W3 Wise Words on Writing

W3 is a monthly newsletter for writers on a variety of topics from technique to the psychology of writing. It appears by the 15th of each month. More information is available from www.wisewordsonwriting.com

Tuesday, May 10, 2005

No 16. Story Ideas

THEORY

One thing I hear most often from new writers is where do ideas come from. What triggers a story or a novel?

Everything.

In our very active Geneva Writers Group when a member talks about a personal experience usually over lunch at the Café du Soleil, someone will almost always ask, 'Are you turning it into a story?' Thus a runaway child, a child that gets bad grades, a husband's affair, a grouchy boss, a death in the family, a broken-down car on the autoroute, a woman on the beach who talks incessantly are all potential stories.

When I was a new writer still unsure of everything I did, I visited an inner city Digital plant. The HR person told me how she wasn't afraid of being at a rather dangerous T-stop (T is the nickname for the Boston subway system) while waiting for the shuttle to the plant.

'Why?' I asked her.

'There's a wino with a big dog. He comes and stands with me. He says he's protecting me.' She laughed and shook her head. 'Not that he would be any good, but in a way, it's nice.'

This led to my short story, 'The Wino and the Woman.' The heroine changed races, age, and economic class, which became part of her story. An unsatisfactory boyfriend was added. He faired badly as a decent human compared to the wino. I showed the story to the woman who had triggered it, because I felt in I had stolen her story, but she was thrilled with it.

Many new writers when they use a life event often say, 'but it happened that way,' when a critic suggests this or that should be changed. One of the wonderful things about taking a seed of a story, is that the writer can change the results to suit themselves. Characters whose prototype never suffered for their bad actions can be penalized, the dead can live, the living can die, the fire can be put out in time or not. We don't have to follow the exact events but rearrange them to suit the story (would that we had the same power in real life). However, we have to be true to the story on what makes it work.

John Irving talks about starting with something real, but because it is boring he adds something here and there until he has an "autobiography on the way to becoming a lie."

Sometimes stories don't come from something as exact as a specific situation. Years ago, Dr. Hug, Leo Buscalgia, talked about old people still making love. This triggered my story 'Never Too Old' about how two grown daughters reacted to the discovery that their 72-year old mother was having an affair. One was shocked. One was thrilled.

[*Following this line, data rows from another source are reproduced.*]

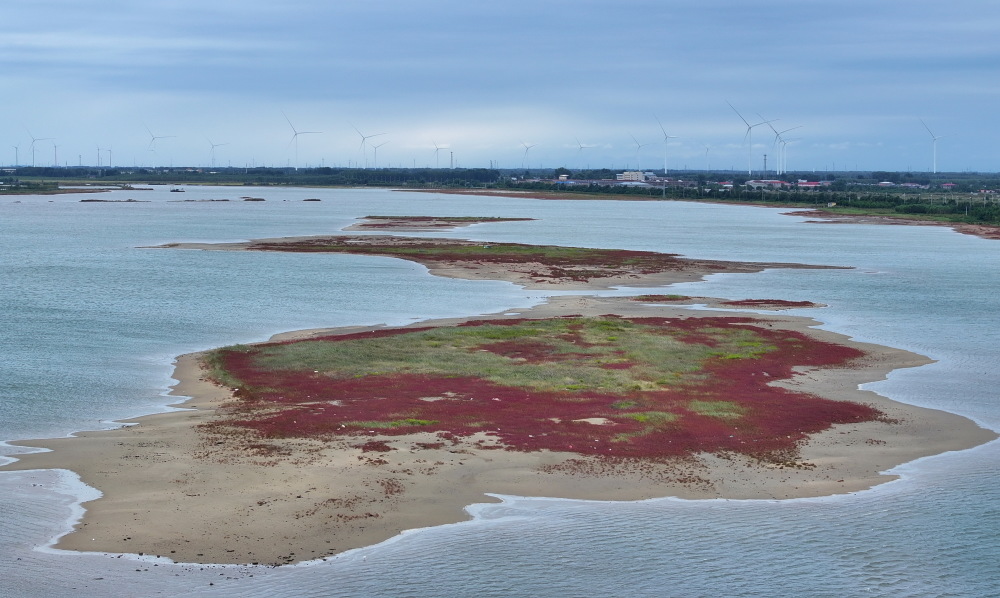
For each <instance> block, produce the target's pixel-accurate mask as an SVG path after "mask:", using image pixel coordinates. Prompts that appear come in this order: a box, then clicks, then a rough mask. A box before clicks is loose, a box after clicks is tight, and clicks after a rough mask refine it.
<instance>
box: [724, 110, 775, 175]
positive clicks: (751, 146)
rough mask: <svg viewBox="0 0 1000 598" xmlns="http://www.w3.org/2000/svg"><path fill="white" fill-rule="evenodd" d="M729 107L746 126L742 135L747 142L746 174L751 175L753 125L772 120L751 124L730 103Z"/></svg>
mask: <svg viewBox="0 0 1000 598" xmlns="http://www.w3.org/2000/svg"><path fill="white" fill-rule="evenodd" d="M726 103H727V104H729V101H728V100H726ZM729 107H730V108H732V109H733V112H735V113H736V116H738V117H740V120H742V121H743V124H745V125H746V126H747V132H746V134H745V135H743V142H744V143H746V144H747V174H748V175H752V174H753V129H754V127H759V126H761V125H764V124H768V123H770V122H772V121H763V122H759V123H757V124H754V125H751V124H750V123H748V122H747V119H745V118H743V115H742V114H740V111H739V110H737V109H736V108H735V107H734V106H733V105H732V104H729ZM758 116H760V115H758Z"/></svg>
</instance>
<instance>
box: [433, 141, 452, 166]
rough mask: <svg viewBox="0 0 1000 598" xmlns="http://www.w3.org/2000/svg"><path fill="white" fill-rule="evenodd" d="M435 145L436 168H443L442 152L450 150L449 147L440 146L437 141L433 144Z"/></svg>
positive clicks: (435, 157) (434, 142)
mask: <svg viewBox="0 0 1000 598" xmlns="http://www.w3.org/2000/svg"><path fill="white" fill-rule="evenodd" d="M432 143H433V144H434V168H441V150H443V149H448V147H449V146H448V145H447V144H445V145H438V144H437V141H434V142H432Z"/></svg>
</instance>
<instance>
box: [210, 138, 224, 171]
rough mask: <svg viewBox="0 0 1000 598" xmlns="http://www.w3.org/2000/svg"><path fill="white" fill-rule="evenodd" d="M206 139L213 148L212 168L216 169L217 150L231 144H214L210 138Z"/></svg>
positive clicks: (217, 143) (215, 143)
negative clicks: (216, 158)
mask: <svg viewBox="0 0 1000 598" xmlns="http://www.w3.org/2000/svg"><path fill="white" fill-rule="evenodd" d="M205 139H206V140H207V141H208V144H209V145H211V146H212V168H215V148H217V147H222V146H223V145H229V143H228V142H226V143H212V140H211V139H209V138H208V137H206V138H205Z"/></svg>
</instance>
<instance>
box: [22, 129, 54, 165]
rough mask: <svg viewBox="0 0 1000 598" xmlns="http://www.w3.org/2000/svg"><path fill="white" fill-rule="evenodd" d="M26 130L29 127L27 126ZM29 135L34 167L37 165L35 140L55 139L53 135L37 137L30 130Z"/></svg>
mask: <svg viewBox="0 0 1000 598" xmlns="http://www.w3.org/2000/svg"><path fill="white" fill-rule="evenodd" d="M24 130H25V131H28V128H27V127H25V128H24ZM28 137H31V167H32V168H34V167H35V142H38V141H54V138H53V137H35V136H34V135H32V134H31V131H28Z"/></svg>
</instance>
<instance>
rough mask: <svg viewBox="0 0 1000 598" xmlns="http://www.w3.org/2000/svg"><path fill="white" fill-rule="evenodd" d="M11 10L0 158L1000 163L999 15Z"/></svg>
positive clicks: (254, 10) (448, 2) (413, 162)
mask: <svg viewBox="0 0 1000 598" xmlns="http://www.w3.org/2000/svg"><path fill="white" fill-rule="evenodd" d="M8 4H11V5H10V6H5V7H4V10H3V11H2V15H0V90H2V92H3V93H0V165H11V164H15V163H16V164H19V165H24V166H31V165H32V164H34V165H36V166H51V165H59V166H77V165H90V166H95V165H101V166H108V165H109V164H110V165H112V166H121V167H130V166H146V167H148V166H174V167H179V166H197V167H211V166H213V165H215V166H217V167H222V166H238V167H245V166H292V167H312V166H332V167H337V166H349V167H368V168H374V167H387V166H392V167H428V166H429V167H442V168H447V167H452V166H454V167H461V168H480V167H500V168H524V167H529V168H557V167H566V168H569V169H570V170H574V169H582V168H613V169H617V170H624V169H636V168H638V169H643V170H649V169H662V168H664V167H666V168H667V170H668V171H672V170H686V169H713V170H722V169H725V170H730V169H731V170H736V171H743V172H747V171H749V170H753V171H754V173H755V174H764V167H765V161H766V167H767V170H768V171H771V174H777V173H776V171H777V170H779V169H783V170H789V171H793V172H795V171H815V172H829V171H844V170H850V171H853V170H866V171H867V170H889V171H911V172H932V171H935V170H936V171H937V172H966V171H979V172H997V171H1000V143H997V134H998V133H1000V111H998V107H1000V76H998V74H1000V43H998V41H997V35H998V32H1000V3H996V2H982V1H981V0H951V1H949V2H941V1H940V0H938V1H929V0H878V1H877V2H872V1H870V0H864V1H862V0H838V1H837V2H830V1H819V0H758V1H756V2H747V1H746V0H701V1H699V2H692V1H690V0H688V1H685V2H680V1H678V0H615V1H610V0H573V1H569V0H534V1H532V2H525V1H523V0H508V1H507V2H503V3H487V2H476V1H472V0H461V1H459V0H436V1H429V0H405V1H403V0H363V1H362V0H337V1H336V2H330V1H329V0H284V1H283V2H275V1H274V0H240V1H239V2H236V1H230V0H197V1H196V0H142V1H139V2H136V1H135V0H102V1H101V2H99V3H98V2H80V1H79V0H30V1H28V0H21V1H18V2H11V3H8ZM744 121H746V124H745V123H744ZM763 121H770V122H768V123H764V124H760V125H759V126H755V127H754V128H752V129H751V133H750V135H749V136H747V125H748V124H749V125H757V124H758V123H761V122H763ZM772 127H773V128H772ZM296 132H298V134H297V135H296ZM776 133H782V136H781V137H780V138H779V141H777V142H776V135H775V134H776ZM365 137H367V138H365ZM935 137H936V138H937V140H936V141H935V140H934V138H935ZM782 140H783V143H782ZM376 146H378V147H377V149H376ZM98 148H100V149H98ZM765 155H766V158H765Z"/></svg>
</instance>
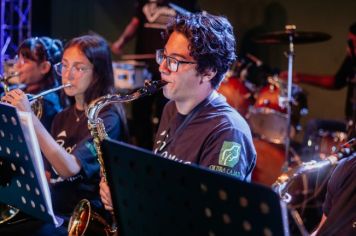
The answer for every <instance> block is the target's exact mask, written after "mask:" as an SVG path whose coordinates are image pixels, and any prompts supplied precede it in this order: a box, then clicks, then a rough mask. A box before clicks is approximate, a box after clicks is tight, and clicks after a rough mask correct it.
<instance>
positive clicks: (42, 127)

Story ideas can come from the news, television programmes, an unsuccessful short story written earlier, but with a character that has something to say, from events, a sermon anything that you observe.

If you have writer friends sit down together and talk about story ideas. Try and write an anthology around a central theme: a fair, several people in the same movie theatre, a vacation resort, etc. Or take a sentence at random from somewhere and see what different stories develop from it.

Read Nathalie Goldberg's WRITING DOWN THE BONES and free write regularly.

The secret as writers is to find the seed and nourish it. To ask the what ifs - what if this happened, what if that person said this or did that. Maybe we need to do two or three different versions, highlighting different scenes, changing the balance between characters, cutting out or adding to the original idea.

The key to finding story ideas is to observe what is happening around you.

SAMPLES

"Story ideas come from everywhere and anywhere. I might see a wire service article in the LA Times and realise that it contains the kernel for a novel as I did when I wrote Well-Schooled in Murder. I might see an exposé in a British Newspaper and decide that it can serve as the foundation for a novel as I did when I wrote Missing Joseph. I might want to use a specific location in one of my books, so I'll design a story that fits into the location…I might see someone on the street or in the underground, overhear a conversation between two individuals, listen to someone's experience, study a photograph, or determine a particular type of character would be interesting to write about. On sometimes what stimulates the story idea is a combination of any of these things.
Elizabeth George in I Richard.

EXERCISES

1. Take a book you like. Find a minor character. Then using that character as a base, develop a life for that character.

2. Buy a tabloid. Using one of the stories about an event, 'Man escapes shark' or 'Little boy found after hours in the woods' and develop that into a story.

3. Walk around a shopping centre and listen to bits of conversation. Jot them down in a journal. Develop one into a short story.

4. List three events in your life where you were totally unsure of yourself. Narrow it down to one and create a character of the opposite sex that has a similar problem.